I have written before on corporate governance. In my opinion, there will be no substantive improvement in corporate governance until the following changes are made: directors for all boards are randomly selected from a pool of qualified individuals; there are term limits (6 or 7 years) for all directors on every company’s board; directors do not have other full-time jobs; no member of senior management of a company, including the CEO, is a member of the company’s board; no individual can serve as a director of more than three companies; directors are paid retainers entirely in cash (i.e. their compensation should not be linked to the financial and competitive performance of the companies where they are directors).
But weak governance is not just a problem confronting public companies. Indeed, weak governance is as big a problem for all organizations that rely on other people’s money (OPM). NGOs stand out prominently in this latter group. So too do crown corporations; government agencies; quasi-government agencies such as hospitals and universities; charities; and the UN and its many agencies, among them the Intergovernmental Panel on Climate Change (IPCC). While there is a long way to go yet to reform corporate governance to make it effective, governance for non-public corporate entities is in even greater need of reform.

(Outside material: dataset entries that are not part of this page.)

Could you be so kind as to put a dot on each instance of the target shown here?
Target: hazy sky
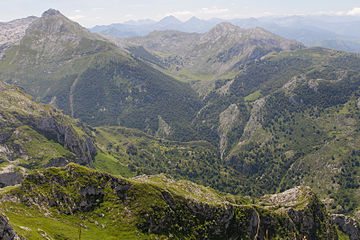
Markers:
(98, 12)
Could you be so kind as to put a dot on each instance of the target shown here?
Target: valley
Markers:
(120, 132)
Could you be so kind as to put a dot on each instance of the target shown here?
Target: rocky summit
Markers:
(100, 204)
(231, 133)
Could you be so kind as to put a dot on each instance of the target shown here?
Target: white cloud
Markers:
(181, 13)
(214, 10)
(77, 17)
(353, 12)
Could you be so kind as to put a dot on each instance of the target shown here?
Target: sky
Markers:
(102, 12)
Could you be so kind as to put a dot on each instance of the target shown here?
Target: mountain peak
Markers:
(51, 12)
(170, 19)
(225, 27)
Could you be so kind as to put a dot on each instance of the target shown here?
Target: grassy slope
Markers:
(144, 204)
(28, 144)
(89, 78)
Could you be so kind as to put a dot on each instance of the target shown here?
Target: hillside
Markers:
(207, 56)
(95, 204)
(34, 135)
(289, 119)
(59, 62)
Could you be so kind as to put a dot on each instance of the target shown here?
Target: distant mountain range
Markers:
(242, 110)
(334, 32)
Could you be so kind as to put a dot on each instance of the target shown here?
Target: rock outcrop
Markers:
(347, 225)
(23, 123)
(164, 206)
(6, 230)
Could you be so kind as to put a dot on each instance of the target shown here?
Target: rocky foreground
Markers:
(158, 207)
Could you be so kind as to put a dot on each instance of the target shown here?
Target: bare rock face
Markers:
(6, 230)
(348, 225)
(12, 32)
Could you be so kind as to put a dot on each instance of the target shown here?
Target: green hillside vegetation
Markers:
(86, 204)
(34, 135)
(60, 62)
(209, 56)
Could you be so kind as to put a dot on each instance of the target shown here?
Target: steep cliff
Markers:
(158, 206)
(34, 135)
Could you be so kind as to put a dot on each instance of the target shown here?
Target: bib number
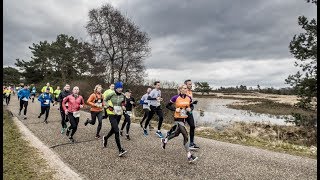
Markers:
(76, 114)
(117, 110)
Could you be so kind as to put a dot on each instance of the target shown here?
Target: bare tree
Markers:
(117, 41)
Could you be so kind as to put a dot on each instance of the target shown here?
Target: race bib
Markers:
(183, 113)
(129, 113)
(76, 114)
(117, 110)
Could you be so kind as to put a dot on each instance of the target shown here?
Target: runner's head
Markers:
(111, 86)
(156, 84)
(182, 89)
(188, 83)
(75, 90)
(67, 87)
(98, 88)
(118, 86)
(128, 92)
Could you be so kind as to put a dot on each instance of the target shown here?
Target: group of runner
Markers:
(114, 104)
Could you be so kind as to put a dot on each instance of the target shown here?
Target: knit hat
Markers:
(118, 85)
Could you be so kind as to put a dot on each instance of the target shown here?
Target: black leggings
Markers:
(154, 110)
(175, 131)
(94, 116)
(25, 105)
(145, 116)
(45, 109)
(127, 121)
(64, 118)
(73, 123)
(7, 99)
(190, 121)
(114, 120)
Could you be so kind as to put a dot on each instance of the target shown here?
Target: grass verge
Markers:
(285, 139)
(20, 161)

For these latter groups, directors are generally selected for their political connections; their fund raising capabilities; their compliance and complacency — they will not rock the boat; their social or personal links to the CEO; and/or their support of and commitment to the direction in which the CEO is taking the organization. Directors rarely challenge the CEOs of these organizations. Indeed, these CEOs tend to be much less tolerant of criticism than are the prima donna CEOs of public companies.

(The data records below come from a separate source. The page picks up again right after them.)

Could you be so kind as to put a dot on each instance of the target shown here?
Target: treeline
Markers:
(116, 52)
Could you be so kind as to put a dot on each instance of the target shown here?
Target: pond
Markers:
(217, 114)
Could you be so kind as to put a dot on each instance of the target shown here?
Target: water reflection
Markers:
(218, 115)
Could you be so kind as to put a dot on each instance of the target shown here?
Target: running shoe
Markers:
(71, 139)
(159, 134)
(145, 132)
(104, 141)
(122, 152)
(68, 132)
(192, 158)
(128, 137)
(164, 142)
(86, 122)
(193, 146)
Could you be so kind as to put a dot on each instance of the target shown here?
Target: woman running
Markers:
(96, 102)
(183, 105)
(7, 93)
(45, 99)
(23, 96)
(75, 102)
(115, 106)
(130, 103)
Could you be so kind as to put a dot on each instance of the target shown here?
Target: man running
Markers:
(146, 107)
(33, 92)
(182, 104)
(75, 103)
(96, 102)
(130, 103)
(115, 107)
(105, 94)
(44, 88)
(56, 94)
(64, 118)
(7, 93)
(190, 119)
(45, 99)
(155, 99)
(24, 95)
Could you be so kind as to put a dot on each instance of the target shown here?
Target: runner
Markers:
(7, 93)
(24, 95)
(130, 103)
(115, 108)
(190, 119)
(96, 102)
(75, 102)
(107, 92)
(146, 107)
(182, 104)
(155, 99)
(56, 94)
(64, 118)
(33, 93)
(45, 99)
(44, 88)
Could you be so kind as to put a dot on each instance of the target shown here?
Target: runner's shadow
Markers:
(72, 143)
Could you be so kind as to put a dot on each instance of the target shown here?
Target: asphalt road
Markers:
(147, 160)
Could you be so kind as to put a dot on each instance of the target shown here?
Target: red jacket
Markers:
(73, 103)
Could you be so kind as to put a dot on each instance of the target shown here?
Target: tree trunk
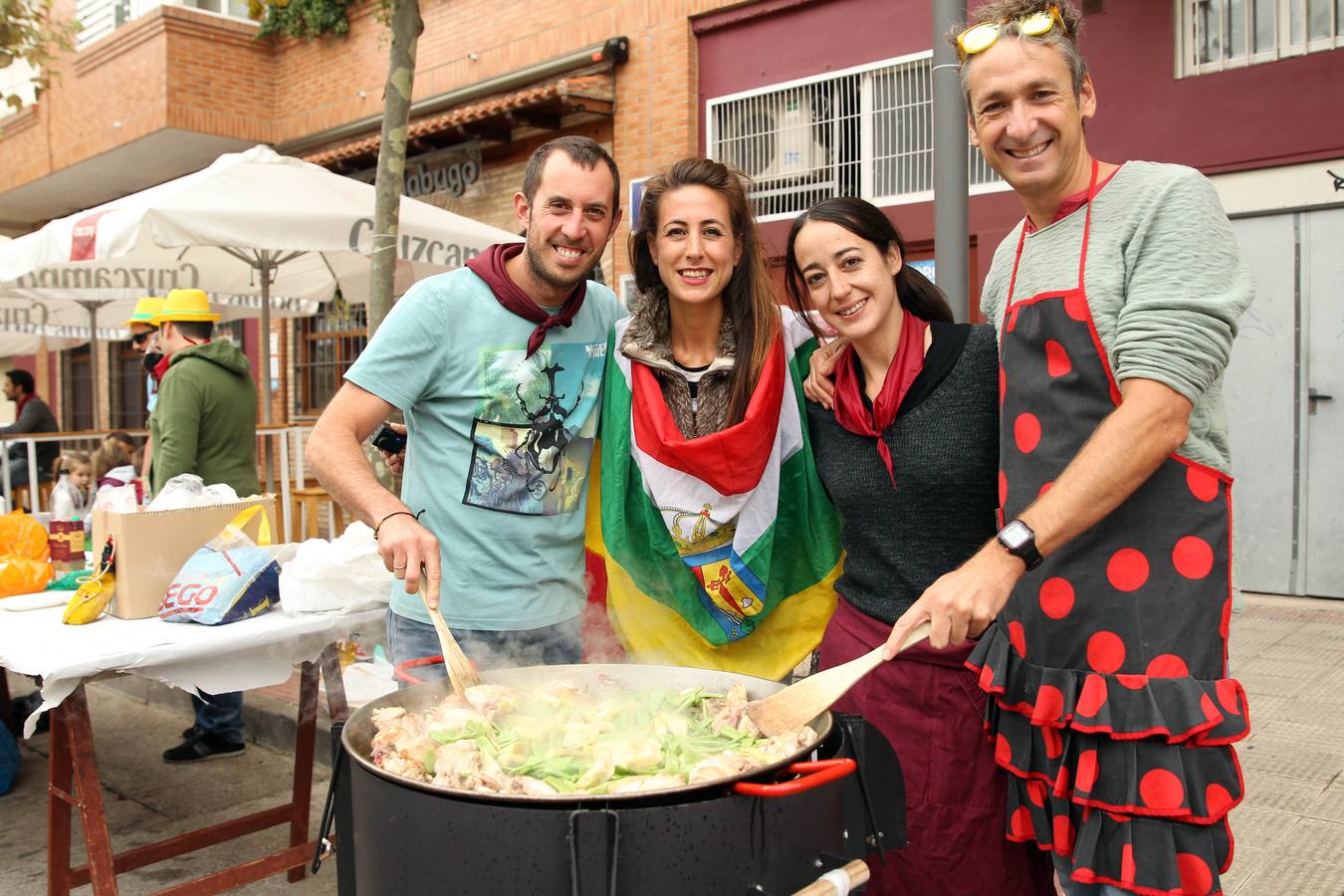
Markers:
(406, 26)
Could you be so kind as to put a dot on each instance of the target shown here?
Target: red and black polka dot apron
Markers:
(1110, 707)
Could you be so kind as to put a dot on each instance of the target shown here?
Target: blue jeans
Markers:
(221, 715)
(546, 646)
(1072, 888)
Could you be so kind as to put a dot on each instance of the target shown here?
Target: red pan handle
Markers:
(400, 669)
(813, 774)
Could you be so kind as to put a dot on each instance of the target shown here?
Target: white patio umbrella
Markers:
(252, 223)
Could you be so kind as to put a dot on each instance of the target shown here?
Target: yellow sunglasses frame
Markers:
(982, 37)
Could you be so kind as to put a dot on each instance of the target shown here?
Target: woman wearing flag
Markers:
(909, 453)
(719, 545)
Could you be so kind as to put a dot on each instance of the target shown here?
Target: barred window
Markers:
(1225, 34)
(329, 344)
(864, 131)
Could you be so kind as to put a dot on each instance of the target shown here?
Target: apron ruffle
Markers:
(1156, 857)
(1137, 795)
(1122, 707)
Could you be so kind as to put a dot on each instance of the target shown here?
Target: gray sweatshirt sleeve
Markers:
(1187, 288)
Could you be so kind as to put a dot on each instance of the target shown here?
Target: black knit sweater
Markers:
(945, 456)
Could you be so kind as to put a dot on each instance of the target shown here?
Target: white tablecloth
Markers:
(252, 653)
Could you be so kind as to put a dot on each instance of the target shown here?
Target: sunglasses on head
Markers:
(984, 35)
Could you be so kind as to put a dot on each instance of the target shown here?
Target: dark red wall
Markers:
(1252, 117)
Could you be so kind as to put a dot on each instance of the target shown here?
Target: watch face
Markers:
(1014, 535)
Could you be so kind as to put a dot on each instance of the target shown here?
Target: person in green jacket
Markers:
(206, 423)
(206, 418)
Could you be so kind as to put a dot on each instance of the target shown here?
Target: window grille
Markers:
(864, 131)
(1226, 34)
(329, 344)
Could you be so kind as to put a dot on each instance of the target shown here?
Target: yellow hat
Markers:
(145, 311)
(184, 305)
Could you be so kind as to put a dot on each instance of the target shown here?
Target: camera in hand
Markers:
(387, 439)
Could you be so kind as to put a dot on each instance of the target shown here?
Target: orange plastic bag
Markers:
(20, 575)
(24, 555)
(22, 537)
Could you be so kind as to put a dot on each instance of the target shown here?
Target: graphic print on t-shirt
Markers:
(533, 435)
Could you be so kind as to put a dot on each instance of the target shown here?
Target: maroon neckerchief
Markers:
(490, 266)
(905, 367)
(1068, 204)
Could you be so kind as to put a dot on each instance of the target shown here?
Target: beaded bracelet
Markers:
(415, 516)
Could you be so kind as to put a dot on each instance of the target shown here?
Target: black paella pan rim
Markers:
(357, 734)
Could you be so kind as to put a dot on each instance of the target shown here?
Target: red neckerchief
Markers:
(490, 266)
(905, 367)
(1071, 203)
(161, 367)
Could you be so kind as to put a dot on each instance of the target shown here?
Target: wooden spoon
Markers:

As a result, it is not surprising to see hospitals in Ontario regularly run deficits even through the provincial government has mandated them to balance their budgets each year. It is not surprising that the IPCC is looking more amateurish every day. It is not surprising to see some CEOs move their NGOs down paths that conflict with their original mandates and raison d’etre. It is not surprising to see increasing proportions of the annual budgets of charities go to fund raisers, senior management and travel.
The CEOs of such organizations cannot be impervious to criticism. Since they depend on other people’s money, they need to be subject to the oversight of independent and diligent directors. There is no room for dilettante directors.
If you are using your own money, you can do what you want; although I suspect that even in these cases, family dynamics place constraints on the actions of such people. But if you are using OPM, then you must be held accountable, and your job must be at risk.
Serious governance reforms for such organizations will require a number of the same changes I have suggested for public corporations: random selection of directors; term limits; no other full-time jobs for directors; and an absence of senior management on the board.
The opinions expressed are personal and do not reflect the views of either Global Brief or the Glendon School of Public and International Affairs.